I don't know how many plots there were. I have a strong sense of the most vulnerable places in the world simply from reading the signs around me; I know where, almost certainly, things were stopped. But in the weeks leading up to Y2K there were dozens certainly - probably hundreds - of people who spent every waking moment thinking about the end of the world. They ticked off the things they knew, the things they stopped and worried constantly that they hadn't found it all.

At first Kirk left the house before 5 in the morning, generally didn't get home until after 7. Christmas day he didn't get home until 3 a.m. He slept a little, woke up to watch the kids open stockings and exult over presents, then by 9 he had gone back to work again. After that he was often gone by 3 or 4 a.m., not home until 8 at night.

New Years came. Kirk of course was at work. It's funny I just realized I have no idea where he actually was; I assume it was the ops room at Norfolk, but it could have been anywhere. I was home with the kids.

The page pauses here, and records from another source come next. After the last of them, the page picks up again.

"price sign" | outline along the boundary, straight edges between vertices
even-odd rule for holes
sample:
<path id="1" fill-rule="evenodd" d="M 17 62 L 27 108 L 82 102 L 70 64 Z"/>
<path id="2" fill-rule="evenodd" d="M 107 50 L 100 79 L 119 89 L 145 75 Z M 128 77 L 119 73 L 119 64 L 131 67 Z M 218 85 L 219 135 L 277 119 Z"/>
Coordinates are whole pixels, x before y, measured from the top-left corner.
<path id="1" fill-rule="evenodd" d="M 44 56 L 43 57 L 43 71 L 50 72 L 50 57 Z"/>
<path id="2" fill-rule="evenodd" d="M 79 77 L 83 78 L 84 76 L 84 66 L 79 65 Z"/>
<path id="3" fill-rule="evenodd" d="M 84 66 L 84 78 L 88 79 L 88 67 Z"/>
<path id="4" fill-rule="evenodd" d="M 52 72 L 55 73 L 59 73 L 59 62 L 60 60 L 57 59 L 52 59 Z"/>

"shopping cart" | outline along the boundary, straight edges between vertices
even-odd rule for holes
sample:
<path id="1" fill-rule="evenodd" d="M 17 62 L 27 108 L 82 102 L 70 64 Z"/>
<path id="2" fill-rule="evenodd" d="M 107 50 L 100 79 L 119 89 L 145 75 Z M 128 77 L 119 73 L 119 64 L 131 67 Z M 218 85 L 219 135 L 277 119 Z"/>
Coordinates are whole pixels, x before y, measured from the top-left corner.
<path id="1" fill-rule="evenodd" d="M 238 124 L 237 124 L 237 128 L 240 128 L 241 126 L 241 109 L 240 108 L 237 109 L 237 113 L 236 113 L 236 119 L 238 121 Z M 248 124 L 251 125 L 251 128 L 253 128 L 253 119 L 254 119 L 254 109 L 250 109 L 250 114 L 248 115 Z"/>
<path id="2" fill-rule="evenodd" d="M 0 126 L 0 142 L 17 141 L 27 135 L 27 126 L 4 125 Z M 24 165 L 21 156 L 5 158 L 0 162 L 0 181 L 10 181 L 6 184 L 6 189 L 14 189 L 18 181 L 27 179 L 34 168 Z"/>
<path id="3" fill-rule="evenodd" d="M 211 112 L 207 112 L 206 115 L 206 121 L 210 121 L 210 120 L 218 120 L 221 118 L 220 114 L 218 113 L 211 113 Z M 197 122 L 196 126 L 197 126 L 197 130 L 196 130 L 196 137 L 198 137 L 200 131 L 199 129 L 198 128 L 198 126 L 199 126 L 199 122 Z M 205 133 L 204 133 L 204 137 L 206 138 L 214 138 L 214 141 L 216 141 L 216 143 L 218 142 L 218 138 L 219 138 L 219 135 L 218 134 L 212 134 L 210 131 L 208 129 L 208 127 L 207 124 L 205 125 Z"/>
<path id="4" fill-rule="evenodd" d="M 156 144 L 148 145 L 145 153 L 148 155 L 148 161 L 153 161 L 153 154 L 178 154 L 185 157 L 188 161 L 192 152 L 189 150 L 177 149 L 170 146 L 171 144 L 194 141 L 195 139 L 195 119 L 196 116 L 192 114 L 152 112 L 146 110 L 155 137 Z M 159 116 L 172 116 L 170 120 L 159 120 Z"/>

We piled up cushions and blankets on the couch and settled in; big plans for the new millennium - we were going to watch the Crocodile Hunter marathon. We must have started watching at 7 (crikey! There's a little beauty!), then as each hour ticked by I would flip quickly over to the news channel and we would watch 2000 roll across the world. The kids couldn't have been less interested; they didn't want to miss Steve but I insisted.

Asia changed over. Jerusalem celebrated and Turkey. Then Eastern Europe slowly ticked across, and Paris. And London. Each time there was a sick, horrified tension and then miraculous release: nothing. Thousands of happy, shouting people and... that was all.

Now, with the horror of 9/11 a constant reminder, with arrests in London, and kidnappings and bombs across the Middle East maybe we forget something. The new millennium, our time, was begun in peace.

That was the victory. There are thousands of people alive right now who owe their lives to the folks in Kirk's unit and others like them. And they don't know it - and that's how it should be.

Maybe it's good now and then to remember that.

2 comments:

Anonymous said...

i still think steve is better. he's funny, educational, entertaining, and he has good catch phrases. all y2k did was drop a ball down a roofamajig.

Anonymous said...

I really liked the celebrations broadcast from Egypt and the amazing fireworks on the Eiffel Tower. Pretty awesome.